We’re a stealth robotics startup in Palo Alto hiring an engineer to define and ship a canonical Tactile Tensor and the reference SDK + conformance suite that makes tactile data reproducible, interoperable, and directly usable for robotics perception and foundation-model training.
Critical requirement: deterministic, byte-stable serialization + strict versioning, plus tokenization-ready interfaces (tensors → stable token streams) for Transformer-style robotics pipelines—without heavy dependencies.
What you’ll do
- Define the Tactile Tensor: units, coordinate frames, timestamps, shapes, uncertainty, required metadata, and forward/backward compatibility rules.
- Build a lightweight reference SDK (Python and/or C++) that validates, serializes/deserializes, and produces identical outputs across platforms.
- Specify training-grade data contracts: deterministic windowing/patching, normalization/quantization, and token schemas that are stable across sensors and logging setups.
- Ship a public-facing spec + examples + CI conformance tests so external robotics labs/OEMs can implement against it with confidence.
- Architect the tensor representation to ensure physical invariances (e.g., coordinate-frame independence, scale-invariant contact patches) so that policies trained on one robot's geometry generalize to another.
Requirements
- PhD in a relevant field (Robotics, Computer Science, Applied Mathematics, Electrical Engineering, or similar), or 3+ years of equivalent industry experience.

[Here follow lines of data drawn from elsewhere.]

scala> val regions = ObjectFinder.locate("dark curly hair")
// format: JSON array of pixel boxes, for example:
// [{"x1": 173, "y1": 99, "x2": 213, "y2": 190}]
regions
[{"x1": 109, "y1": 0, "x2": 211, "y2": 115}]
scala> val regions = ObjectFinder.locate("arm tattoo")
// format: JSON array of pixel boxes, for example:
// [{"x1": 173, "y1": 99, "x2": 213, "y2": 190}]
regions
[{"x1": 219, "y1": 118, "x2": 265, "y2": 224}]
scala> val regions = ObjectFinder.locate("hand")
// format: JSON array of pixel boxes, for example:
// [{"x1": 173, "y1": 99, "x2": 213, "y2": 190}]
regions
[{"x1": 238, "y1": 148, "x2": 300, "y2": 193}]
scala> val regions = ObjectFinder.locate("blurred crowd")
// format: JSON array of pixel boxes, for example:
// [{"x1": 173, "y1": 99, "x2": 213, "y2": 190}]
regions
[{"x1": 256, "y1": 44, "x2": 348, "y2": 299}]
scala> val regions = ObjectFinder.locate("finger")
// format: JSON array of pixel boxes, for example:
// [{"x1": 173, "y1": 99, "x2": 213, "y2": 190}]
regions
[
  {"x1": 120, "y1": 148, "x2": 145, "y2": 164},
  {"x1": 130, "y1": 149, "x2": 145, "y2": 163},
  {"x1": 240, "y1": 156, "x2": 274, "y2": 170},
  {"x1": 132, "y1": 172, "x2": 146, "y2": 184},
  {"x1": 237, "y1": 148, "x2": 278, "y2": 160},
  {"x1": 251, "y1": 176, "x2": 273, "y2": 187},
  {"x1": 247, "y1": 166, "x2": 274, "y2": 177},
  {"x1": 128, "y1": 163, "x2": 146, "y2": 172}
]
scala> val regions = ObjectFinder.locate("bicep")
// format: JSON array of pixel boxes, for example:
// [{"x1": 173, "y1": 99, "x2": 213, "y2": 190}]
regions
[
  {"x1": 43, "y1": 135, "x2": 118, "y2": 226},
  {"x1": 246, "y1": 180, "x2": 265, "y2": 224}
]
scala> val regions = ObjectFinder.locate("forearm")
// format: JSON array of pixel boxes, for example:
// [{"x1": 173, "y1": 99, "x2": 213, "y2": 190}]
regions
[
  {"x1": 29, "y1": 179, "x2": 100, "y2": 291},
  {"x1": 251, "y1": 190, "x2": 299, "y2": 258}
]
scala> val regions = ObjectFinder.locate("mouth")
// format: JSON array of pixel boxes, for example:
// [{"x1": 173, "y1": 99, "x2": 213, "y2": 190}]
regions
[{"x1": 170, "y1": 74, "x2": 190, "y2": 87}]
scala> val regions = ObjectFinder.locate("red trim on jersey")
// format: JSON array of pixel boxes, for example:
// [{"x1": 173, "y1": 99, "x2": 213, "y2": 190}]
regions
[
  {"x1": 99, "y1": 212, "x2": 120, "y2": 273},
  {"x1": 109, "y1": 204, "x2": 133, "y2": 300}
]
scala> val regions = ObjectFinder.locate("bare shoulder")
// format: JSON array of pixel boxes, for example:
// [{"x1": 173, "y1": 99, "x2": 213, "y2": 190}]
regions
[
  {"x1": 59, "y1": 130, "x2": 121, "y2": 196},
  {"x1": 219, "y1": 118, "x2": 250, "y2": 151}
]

- Excellent software engineering fundamentals (API design, packaging, CI, testing, docs).
- Python and/or C++ proficiency (both ideal).
- Proven ability to design deterministic serialization and conformance tests (identical inputs → identical bytes across platforms).
- Experience with high-rate numeric data formats (Arrow/Parquet/Zarr/Protobuf/FlatBuffers or similar).
- Ability to design metadata + lineage for robotics datasets (device ID, calibration artifact ID, robot/config versions, provenance).
- Familiarity with ML data pipelines; ability to define tokenization/embedding conventions for transformer training without bundling full ML stacks.
- Experience designing data schemas that explicitly handle and flag physical sensor artifacts (saturation, dropout, thermal drift, and variable sampling rates) without crashing downstream model inference.
Preferred
- Experience authoring standards/specs, file formats, or widely-used SDKs.
- HPC/embedded/performance background; strong “minimal dependency” philosophy.
- Experience with data integrity/attestation (hashing/signing, provenance chains) for tamper-evident robotics logs.
Key Deliverables
- PDF Spec: Tactile Tensor schema, metadata/lineage rules, determinism + versioning/migration, conformance criteria.
- Reference SDK: lightweight schema objects, validators, deterministic serializer/deserializer, minimal dependencies.
- Dataset Container Spec: reproducible storage + examples (streaming + offline parity; robotics log friendly).
- ML Interfaces: modular tokenization hooks + reference tokenization recipes (windowing/patching + quantization conventions).
- CI Suite: golden files, byte-stability, backward/forward compatibility tests, reference implementations.
Contract-to-hire with a clear path to full-time and founding equity for the right fit.